Existe uma regra humana imutável: o aprendizado só acontece passo a passo. É impossível pular etapas. Por isso, o processo de evolução é tão importante: precisamos dominar o primeiro degrau para então seguir para o próximo. Os bebês entendem muito bem esse processo quando saem de engatinhar para andar. As crianças entendem que o mundo é uma fonte de aprendizados – e mantêm uma curiosidade infinita para absorver informação.
De alguma forma, deixamos tudo isso de lado quando nos tornamos adultos e passamos a queimar etapas. Mas, da mesma forma como alguém de 7 anos não consegue escrever uma tese de mestrado, precisamos abraçar o processo de aprendizado contínuo e preparar o próximo estágio de nossa capacidade de entender o mundo.
Um excelente exemplo de queimar etapas (e quebrar a cara ao fazer isso) é a transformação digital dos negócios. Adotar Inteligência Artificial para “tentar virar um novo Google” é uma ideia linda e totalmente utópica, especialmente para quem não faz nem o básico. O Google é o ultramaratonista – muitos de nós nem temos um tênis de corrida em casa.
Infelizmente, muitos gestores não entendem (ou esquecem) que a escada se sobe aos poucos. Na ânsia de recuperar o tempo perdido, abrem-se inúmeras frentes em projetos que precisam ser mostrados ao mundo, em vez de cuidar dos alicerces que darão força a esses projetos e farão com que os resultados sejam sustentáveis.
Direção, ordem e alinhamento
A lição de casa da transformação digital não começa na definição do “sonho grande”. O início é muito mais modesto e está relacionado a assuntos bem menos palpitantes, como a definição de uma arquitetura de TI flexível, governança da informação, políticas de ciber segurança e limpeza dos bancos de dados. Haja limpeza.
Quem já encarou essa situação sabe o quanto o desalinhamento de expectativas é chocante e frustrante. A diretoria da empresa, focada em gerar visibilidade para o negócio, abre inúmeras frentes de atuação, dispersa recursos e coloca diferentes times em diferentes projetos, sem uma atuação integrada. Em pouco tempo, o caos passa a imperar. E o que era sonho, vira pesadelo.
Existe uma boa razão para ninguém passar por um terreno esburacado em alta velocidade. O problema é quando o motorista nem percebe onde está se metendo. É o que tenho visto como regra na transformação digital dos negócios, infelizmente. Por isso, quero dar meus centavos de contribuição, com base na experiência prática que temos tido na Hagens e com o que tenho visto em clientes e não-clientes nossos.
Comece pela cultura
Não há plano estratégico nem PPT incrível que resista a um time que não entende para onde precisa caminhar e o motivo para isso. O primeiro degrau da transformação digital dos negócios é a construção de uma cultura digital.

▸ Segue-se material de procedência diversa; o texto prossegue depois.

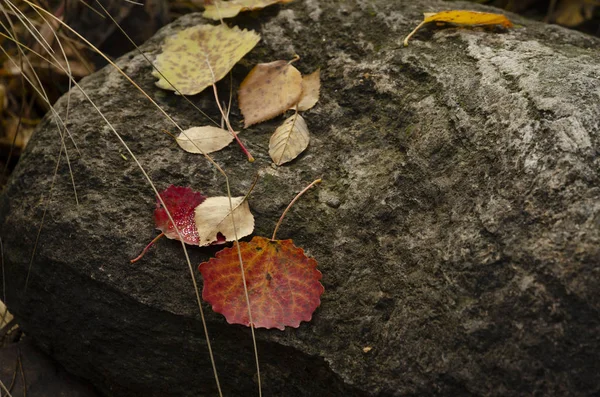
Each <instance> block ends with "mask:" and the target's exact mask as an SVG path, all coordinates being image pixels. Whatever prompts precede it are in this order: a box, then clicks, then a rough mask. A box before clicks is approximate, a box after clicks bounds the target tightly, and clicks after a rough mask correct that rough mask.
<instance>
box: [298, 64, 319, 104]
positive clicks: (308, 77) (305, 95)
mask: <svg viewBox="0 0 600 397" xmlns="http://www.w3.org/2000/svg"><path fill="white" fill-rule="evenodd" d="M320 90H321V69H317V70H315V71H314V72H312V73H311V74H309V75H306V76H302V94H301V95H300V101H299V102H298V105H297V106H298V110H300V111H304V110H308V109H310V108H312V107H313V106H315V105H316V104H317V102H318V101H319V91H320Z"/></svg>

Isso não se faz da noite para o dia, nem se faz comprando software. É preciso dar um sentido para tudo isso, mostrando que o novo jeito de pensar é melhor e não ameaça a sobrevivência das pessoas. Se você obrigar seu vendedor a registrar toda transação no sistema, ele vai encarar como um fardo. Se mostrar que, ao fazer isso, o sistema vai começar a trazer sugestões que vão aumentar as vendas dele, a coisa pode mudar de figura.
Se a empresa impõe uma nova metodologia ou um ERP que complica o jeito como as coisas funcionam hoje, dificilmente será criado um ambiente positivo. Se a discussão de processos e metodologias envolve os inputs de todo mundo, aumenta a chance de sucesso. Enxergar a mesma figura não importa de onde você esteja olhando, faz toda a diferença.

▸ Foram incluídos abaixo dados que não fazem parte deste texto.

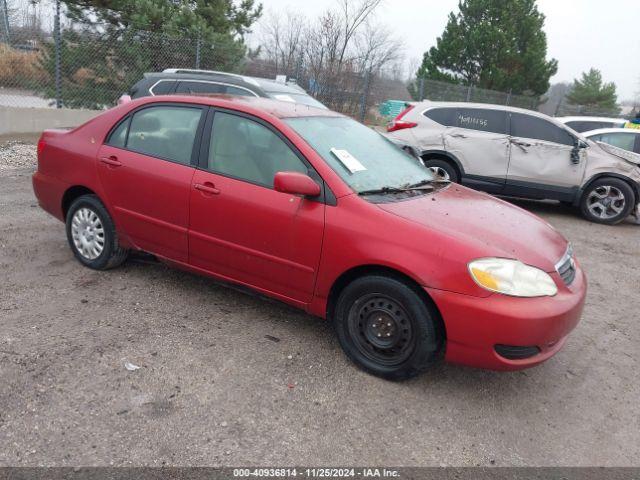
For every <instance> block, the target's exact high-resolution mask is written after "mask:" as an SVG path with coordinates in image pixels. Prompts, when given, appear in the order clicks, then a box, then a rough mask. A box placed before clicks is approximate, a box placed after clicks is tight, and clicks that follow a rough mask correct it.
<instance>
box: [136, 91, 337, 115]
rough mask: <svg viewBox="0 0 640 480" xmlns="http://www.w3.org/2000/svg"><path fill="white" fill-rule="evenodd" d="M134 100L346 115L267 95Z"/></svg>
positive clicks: (172, 95) (221, 107)
mask: <svg viewBox="0 0 640 480" xmlns="http://www.w3.org/2000/svg"><path fill="white" fill-rule="evenodd" d="M133 102H139V103H140V104H148V103H167V102H187V103H198V104H201V105H209V106H212V107H221V108H229V109H237V110H240V111H245V112H249V113H250V112H251V110H260V111H262V112H265V113H268V114H270V115H272V116H274V117H276V118H296V117H344V115H342V114H340V113H337V112H334V111H333V110H329V109H326V108H317V107H312V106H309V105H304V104H302V103H297V102H286V101H283V100H275V99H271V98H265V97H249V96H240V95H238V96H235V95H225V94H205V95H203V94H198V95H184V94H180V95H162V96H157V97H142V98H140V99H137V100H133Z"/></svg>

Uma cultura digital é uma cultura de participação de todos, com agilidade, flexibilidade, autonomia e pouca hierarquia. Fazer com que todo mundo se sinta dono de um pedaço da empresa faz toda a diferença.
Construa os alicerces
A cultura do negócio já entendeu que ter um “jeito digital de pensar” é melhor? Então é hora de construir os alicerces da transformação. Estruture a coleta e análise dos dados ( e não existe milagre aqui) , organize as informações já existentes no negócio, crie fluxos otimizados de trabalho, gere benefícios claros dessas mudanças. E acompanhe com frequência.
Nessa construção, é preciso ir devagar para avançar rápido. As decisões são estratégicas e, por isso, devem ser tomadas considerando todos os aspectos do negócio – incluindo (e principalmente) as pessoas envolvidas.
O que os consultores chamam de “change management” é sempre o mais crítico. Comunique o que está mudando, os motivos das alterações e os resultados que estão sendo obtidos. Comemore cada passo. Divida com todos. Deixe todo mundo “na mesma página”.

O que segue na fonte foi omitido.